STEPPING UP: Queensland Agricultural Training College's new CEO Mark Tobin with Queensland Agricultural Minister Leanne Donaldson. Emma Boughen

New CEO passionate about agricultural education

MARK Tobin sees agriculture as the ultimate good news story and hopes to contribute to that narrative through his new role as Queensland Agricultural Training Colleges CEO.

Mr Tobin grew up in the cattle industry around Proston and Toowoomba, and even studied agriculture at Gatton College before changing courses to become an intensive care paramedic.

When he finished in the field after 27 years, Mr Tobin taught emergency medicine at the Rockhampton University of Queensland Rural Clinic.

But when the opportunity arose to help put together a new agricultural degree with the Central Queensland University, Mr Tobin jumped at the chance to get back to his roots.

So with a new-found passion for agricultural education, Mr Tobin moved to Emerald in June last year to take up the role as Emerald Agricultural Training College director.

"I love the idea of students going away with a good education and making good things happen in the agricultural industry,” he said.

"Through this role I can make a contribution to the industry through research and innovation and helping bring through the next generation.”

Now, just a year on from his move, Mr Tobin has been appointed QATC CEO.

"We've done some good things over the past 12months by reviewing the management structure and cutting the program down to a core program that concentrated on a generalist education,” he said.

"Now the students learn a bit of everything and we've lengthened the courses so they get more practical experience.
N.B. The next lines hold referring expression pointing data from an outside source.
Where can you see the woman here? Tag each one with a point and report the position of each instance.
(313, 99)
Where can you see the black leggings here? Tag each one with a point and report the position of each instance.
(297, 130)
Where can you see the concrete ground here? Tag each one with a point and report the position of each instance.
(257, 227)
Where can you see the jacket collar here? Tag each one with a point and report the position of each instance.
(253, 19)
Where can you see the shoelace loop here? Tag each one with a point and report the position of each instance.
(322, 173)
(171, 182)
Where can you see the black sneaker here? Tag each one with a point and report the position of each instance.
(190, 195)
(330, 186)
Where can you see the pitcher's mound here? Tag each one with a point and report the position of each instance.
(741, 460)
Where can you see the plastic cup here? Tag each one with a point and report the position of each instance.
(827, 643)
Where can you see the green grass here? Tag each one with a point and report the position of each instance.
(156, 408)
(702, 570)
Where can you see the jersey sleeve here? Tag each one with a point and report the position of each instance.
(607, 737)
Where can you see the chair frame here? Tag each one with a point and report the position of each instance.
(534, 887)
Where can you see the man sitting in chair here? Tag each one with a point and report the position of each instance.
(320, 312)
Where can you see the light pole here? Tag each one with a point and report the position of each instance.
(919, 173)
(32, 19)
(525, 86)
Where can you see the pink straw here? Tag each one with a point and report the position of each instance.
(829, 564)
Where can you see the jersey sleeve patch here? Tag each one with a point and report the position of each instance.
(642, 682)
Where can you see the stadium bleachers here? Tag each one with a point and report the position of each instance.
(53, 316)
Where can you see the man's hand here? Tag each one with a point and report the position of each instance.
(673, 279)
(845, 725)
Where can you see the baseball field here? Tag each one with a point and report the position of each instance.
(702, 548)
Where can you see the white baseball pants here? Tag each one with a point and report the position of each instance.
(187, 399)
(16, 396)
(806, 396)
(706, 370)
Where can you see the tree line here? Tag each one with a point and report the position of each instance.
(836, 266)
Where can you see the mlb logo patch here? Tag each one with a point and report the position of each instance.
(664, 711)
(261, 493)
"That's the QATC's point of difference, we've got skin in the game, our kids learn it in the classrooms and they do it in the field - they're planting crops, mustering cattle, learning to ride and handle with horses and most importantly learning to apply business principles.

"The biggest thing we need to teach our students is how to make a profit.”

Based in Emerald, Mr Tobin plans to use the changes he and his team have made locally as the basis for his state-wide vision.

According to Mr Tobin, one of the most "exciting” programs running through the college is a partnership with Emerald State High School, providing students with the opportunity to graduate with their Year12 certificate and Certificates II and III in rural operations.